Capacitor Smoothing

If you use a capacitor to smooth a 'Full-Wave' rectified AC input, why does it allways (on the falling edge of the wave) release just the right amount of current to return the output voltage (allmost) back to a constant amount?

Posted by Tom Green (hatespam) on 08/10/2003, at 14:29 GMT

How a smoothing capacitor works

It is probably easiest to understand this if you think about the voltage across the smoothing capacitor. The voltage is proportional to the charge held by the capacitor. When the supply voltage starts to fall, charge starts to flow from the capacitor so that its voltage matches the supply. The faster the supply voltage falls, the faster charge flows from the capacitor giving a greater current.
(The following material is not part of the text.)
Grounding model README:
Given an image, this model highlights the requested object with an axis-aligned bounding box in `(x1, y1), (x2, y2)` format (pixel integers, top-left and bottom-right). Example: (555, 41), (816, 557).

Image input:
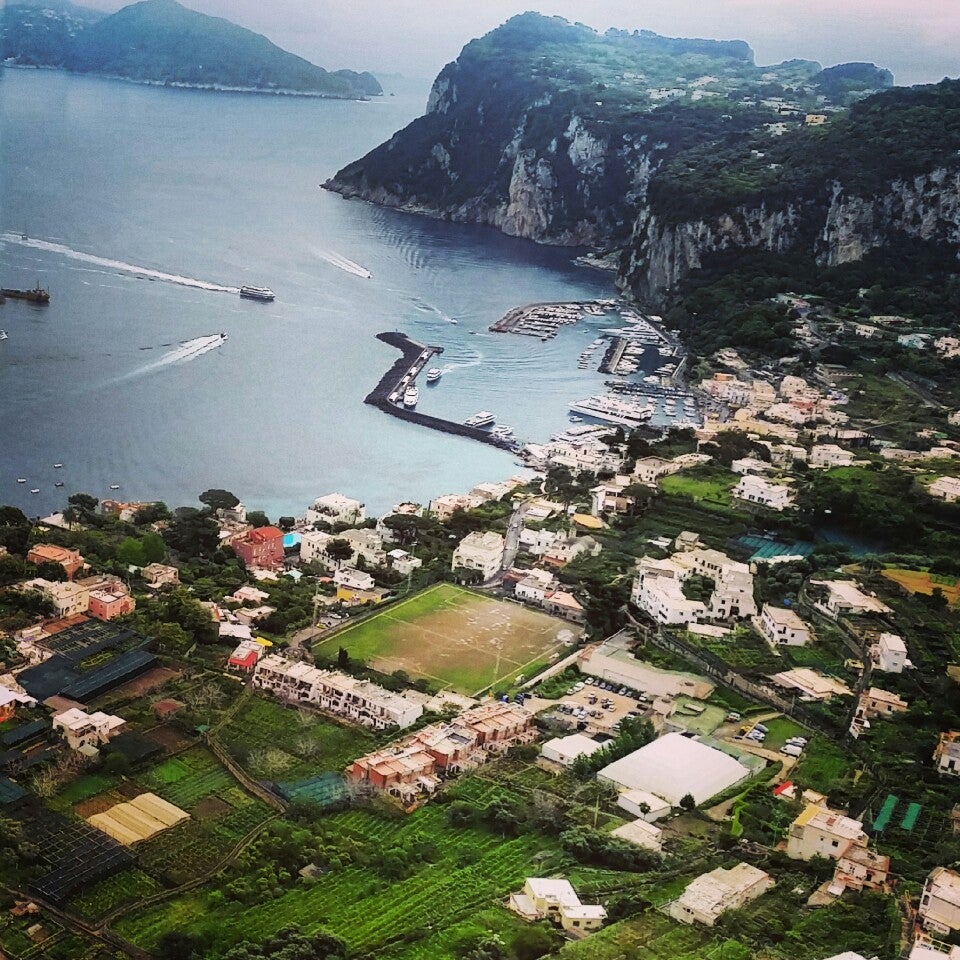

The supply voltage is controlling the charge (and current) taken from the capacitor (that is why it is 'just the right amount') but note that there must be a fall in voltage when the capacitor loses charge so the supply voltage cannot be kept perfectly constant. The aim is to choose a sufficiently large capacitor so that it can supply the required charge (and therefore current) with a relatively small drop in voltage.

The same principle applies in reverse to re-charge the capacitor when the supply voltage rises.

You may find it helpful to think of the electrical circuit as a water supply system with a reservoir. Voltage is like the water pressure, charge is like the water and the smoothing capacitor is like the reservoir. When demand exceeds supply of water (falling pressure) water flows from the reservoir and this helps to maintain the pressure. When supply exceeds demand (rising pressure) water flows into the reservoir.

Posted by John Hewes on 09/10/2003, at 13:45 GMT